Hommage à la République – Cameroun : 20 mai 2019, le devoir d’unité nationale

Dans un contexte régionale fébrile avec pour certain pays une violence politique quasi cyclique, dire que le Cameroun traverse une crise sécuritaire dans plusieurs de ces régions n’est pas en soi un déni de la réalité.

Cette situation est cependant sujette à plusieurs interprétations sous fonds d’une aversion à l’endroit du régime. Objectivement, il se trouve que le Cameroun subit depuis près de deux décennies, une agression protéiforme respectueuse d’un agenda méthodiquement distillé.  Cette dynamique conflictuelle observée à partir des phénomènes de coupeurs de routes dans le septentrion, de la piraterie maritime dans le Golfe de guinée, des attaques terroristes de Boko Haram dans l’Extrême Nord, du braconnage dans le Nord, de la prise d’otages dans l’Adamaoua, et de l’insécurité transfrontalière  à l’Est, a généré une crise sur les plans, humanitaire, politique et social.

 

Au-delà des appuis multiformes qu’il a reçus, le Cameroun n’a pas cessé d’assumer ses responsabilités.
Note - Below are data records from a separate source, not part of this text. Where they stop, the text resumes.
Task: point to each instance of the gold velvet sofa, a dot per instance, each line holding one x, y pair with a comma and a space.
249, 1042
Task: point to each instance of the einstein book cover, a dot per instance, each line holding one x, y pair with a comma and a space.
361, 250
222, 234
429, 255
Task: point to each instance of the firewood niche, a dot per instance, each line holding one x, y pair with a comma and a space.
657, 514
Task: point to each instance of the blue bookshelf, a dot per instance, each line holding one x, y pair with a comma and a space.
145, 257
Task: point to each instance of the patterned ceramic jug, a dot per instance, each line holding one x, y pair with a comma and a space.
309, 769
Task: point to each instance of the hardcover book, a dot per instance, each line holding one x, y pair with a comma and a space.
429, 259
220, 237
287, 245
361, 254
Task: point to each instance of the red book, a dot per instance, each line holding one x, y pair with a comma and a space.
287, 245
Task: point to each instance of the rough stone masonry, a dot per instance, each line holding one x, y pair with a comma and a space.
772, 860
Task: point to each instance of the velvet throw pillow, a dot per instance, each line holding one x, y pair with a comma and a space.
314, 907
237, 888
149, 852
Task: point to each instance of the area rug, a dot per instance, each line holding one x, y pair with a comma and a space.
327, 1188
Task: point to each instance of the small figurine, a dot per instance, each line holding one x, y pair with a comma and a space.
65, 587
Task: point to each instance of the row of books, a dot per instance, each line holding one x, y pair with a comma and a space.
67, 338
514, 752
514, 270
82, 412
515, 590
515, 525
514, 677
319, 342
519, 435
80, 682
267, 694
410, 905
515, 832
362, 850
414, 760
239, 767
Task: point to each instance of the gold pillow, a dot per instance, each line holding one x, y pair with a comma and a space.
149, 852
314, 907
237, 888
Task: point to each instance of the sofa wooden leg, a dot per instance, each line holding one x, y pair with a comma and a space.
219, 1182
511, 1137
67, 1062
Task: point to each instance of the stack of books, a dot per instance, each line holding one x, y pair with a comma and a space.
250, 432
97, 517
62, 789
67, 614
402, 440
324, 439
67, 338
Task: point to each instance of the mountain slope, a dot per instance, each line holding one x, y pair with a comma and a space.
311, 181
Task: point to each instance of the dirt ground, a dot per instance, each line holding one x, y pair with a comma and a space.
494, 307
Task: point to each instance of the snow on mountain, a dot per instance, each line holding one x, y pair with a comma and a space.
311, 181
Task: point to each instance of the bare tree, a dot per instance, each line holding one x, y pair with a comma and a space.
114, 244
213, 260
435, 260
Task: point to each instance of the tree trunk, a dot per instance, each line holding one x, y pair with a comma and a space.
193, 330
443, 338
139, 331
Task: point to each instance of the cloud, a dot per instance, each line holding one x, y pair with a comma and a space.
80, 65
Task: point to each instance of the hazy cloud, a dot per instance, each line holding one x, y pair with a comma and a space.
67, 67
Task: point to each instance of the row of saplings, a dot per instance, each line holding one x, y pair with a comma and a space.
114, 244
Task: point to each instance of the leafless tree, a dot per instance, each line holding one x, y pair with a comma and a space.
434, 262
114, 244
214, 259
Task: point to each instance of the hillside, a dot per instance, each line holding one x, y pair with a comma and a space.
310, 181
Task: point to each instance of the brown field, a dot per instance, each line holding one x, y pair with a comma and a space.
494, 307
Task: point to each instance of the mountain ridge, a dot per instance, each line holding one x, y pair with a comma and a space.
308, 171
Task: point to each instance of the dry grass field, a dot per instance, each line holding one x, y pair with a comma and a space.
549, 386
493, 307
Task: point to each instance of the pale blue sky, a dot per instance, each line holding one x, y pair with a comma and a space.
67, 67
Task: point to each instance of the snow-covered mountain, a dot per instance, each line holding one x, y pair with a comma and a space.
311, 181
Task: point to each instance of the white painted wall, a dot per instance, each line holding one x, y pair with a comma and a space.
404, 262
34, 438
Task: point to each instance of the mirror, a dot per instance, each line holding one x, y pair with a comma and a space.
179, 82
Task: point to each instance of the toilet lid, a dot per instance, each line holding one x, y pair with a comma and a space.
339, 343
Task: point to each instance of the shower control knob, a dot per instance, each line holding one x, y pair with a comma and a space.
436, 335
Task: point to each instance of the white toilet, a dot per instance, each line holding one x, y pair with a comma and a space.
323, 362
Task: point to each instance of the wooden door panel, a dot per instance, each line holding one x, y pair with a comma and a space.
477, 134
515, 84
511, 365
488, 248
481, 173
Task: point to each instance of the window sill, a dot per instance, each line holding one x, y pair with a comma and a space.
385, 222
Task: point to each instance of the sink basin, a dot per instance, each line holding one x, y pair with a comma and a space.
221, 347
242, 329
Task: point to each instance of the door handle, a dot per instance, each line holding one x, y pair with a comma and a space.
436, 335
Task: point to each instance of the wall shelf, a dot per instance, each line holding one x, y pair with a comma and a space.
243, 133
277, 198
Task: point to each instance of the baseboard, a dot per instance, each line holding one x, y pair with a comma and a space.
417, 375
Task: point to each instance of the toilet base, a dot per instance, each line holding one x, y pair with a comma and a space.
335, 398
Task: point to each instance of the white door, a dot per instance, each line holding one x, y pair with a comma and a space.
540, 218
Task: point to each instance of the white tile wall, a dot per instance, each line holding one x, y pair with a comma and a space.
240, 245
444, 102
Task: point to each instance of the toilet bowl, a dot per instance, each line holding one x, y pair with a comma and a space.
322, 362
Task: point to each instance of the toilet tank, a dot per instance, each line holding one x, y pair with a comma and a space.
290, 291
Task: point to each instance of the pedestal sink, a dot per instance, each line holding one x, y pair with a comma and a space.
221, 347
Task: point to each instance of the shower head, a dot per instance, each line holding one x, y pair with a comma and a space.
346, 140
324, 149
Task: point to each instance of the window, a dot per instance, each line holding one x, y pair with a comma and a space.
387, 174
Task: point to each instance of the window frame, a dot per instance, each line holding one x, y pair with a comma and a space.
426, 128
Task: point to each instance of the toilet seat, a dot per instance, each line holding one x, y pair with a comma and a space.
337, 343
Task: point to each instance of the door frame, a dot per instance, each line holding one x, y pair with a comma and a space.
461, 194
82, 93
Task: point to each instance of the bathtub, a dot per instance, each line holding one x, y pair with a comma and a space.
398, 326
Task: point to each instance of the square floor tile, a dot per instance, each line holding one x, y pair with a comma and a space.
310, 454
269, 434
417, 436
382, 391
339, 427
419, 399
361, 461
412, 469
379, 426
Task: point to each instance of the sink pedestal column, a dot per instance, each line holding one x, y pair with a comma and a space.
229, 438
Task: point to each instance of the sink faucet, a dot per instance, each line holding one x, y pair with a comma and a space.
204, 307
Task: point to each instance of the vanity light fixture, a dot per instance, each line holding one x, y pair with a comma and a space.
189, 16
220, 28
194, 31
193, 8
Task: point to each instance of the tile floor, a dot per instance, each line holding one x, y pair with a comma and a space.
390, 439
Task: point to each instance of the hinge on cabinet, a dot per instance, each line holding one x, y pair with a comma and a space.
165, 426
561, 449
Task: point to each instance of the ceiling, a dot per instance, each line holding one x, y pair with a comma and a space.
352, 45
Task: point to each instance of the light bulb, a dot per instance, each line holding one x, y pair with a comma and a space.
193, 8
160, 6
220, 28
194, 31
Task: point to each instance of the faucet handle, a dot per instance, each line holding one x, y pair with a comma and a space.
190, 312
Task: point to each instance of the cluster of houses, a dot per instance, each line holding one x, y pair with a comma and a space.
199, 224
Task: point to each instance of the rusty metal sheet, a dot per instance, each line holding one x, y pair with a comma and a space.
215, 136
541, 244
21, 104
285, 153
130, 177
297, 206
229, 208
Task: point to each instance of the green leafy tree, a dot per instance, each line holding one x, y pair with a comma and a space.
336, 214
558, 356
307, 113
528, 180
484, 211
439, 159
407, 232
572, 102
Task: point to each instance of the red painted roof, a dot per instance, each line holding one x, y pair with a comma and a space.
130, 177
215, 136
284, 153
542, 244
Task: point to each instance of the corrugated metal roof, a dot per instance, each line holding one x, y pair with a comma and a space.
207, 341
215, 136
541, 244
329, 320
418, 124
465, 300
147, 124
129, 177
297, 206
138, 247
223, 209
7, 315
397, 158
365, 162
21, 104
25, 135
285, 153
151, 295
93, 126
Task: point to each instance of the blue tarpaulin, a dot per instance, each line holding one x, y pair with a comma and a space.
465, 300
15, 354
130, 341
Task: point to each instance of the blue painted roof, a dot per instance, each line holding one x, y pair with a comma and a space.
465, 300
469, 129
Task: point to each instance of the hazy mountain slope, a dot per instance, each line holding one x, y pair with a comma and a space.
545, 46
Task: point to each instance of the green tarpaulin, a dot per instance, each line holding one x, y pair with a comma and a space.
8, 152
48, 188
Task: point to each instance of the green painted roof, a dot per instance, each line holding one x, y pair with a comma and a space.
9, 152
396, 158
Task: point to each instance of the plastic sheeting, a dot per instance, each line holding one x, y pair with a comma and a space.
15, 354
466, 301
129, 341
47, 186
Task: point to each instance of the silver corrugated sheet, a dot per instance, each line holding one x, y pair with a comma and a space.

Ces conflits qui se caractérisent par leur durée, leur complexité, n’ont suscité pour la communauté internationale qu’un intérêt marginal ; et ce malgré la présence de près de 500 000 réfugiés accueillis dans la pure tradition de la fraternité et de la solidarité africaines, en défiant la logique des quotas très à la mode sous d’autres cieux.

Le phénotype de la crise dans les régions du Nord-Ouest et du Sud-Ouest, bien que différent des précédents, relèvent cependant des mêmes enjeux moraux ; et le Cameroun y applique sa doctrine humanitaire antérieurement saluée par ses partenaires. A l’instar de toute Nation menacée, la riposte républicaine se destine à endiguer tout projet consistant à la fragilisation du principe d’intangibilité des frontières et d’indivisibilité. Cette posture républicaine de l’Etat soulève la question de l’intervention internationale, sous le prisme de la surenchère politicienne qui dénonce le non-respect par les institutions, des principes des droits de l’homme et des libertés individuelles.

Les interventions internationales du moins, celles déclenchées dans l’urgence sont sujettes aux contingences du moment, fruit de débats entre le possible et l’idéal, les intérêts et la morale. À l’analyse, le Cameroun jaloux de sa souveraineté se soumet à l’exercice d’une dynamique consensuelle observée à partir des récentes déclarations du Premier Ministre sous l’impulsion du Chef de l’Etat.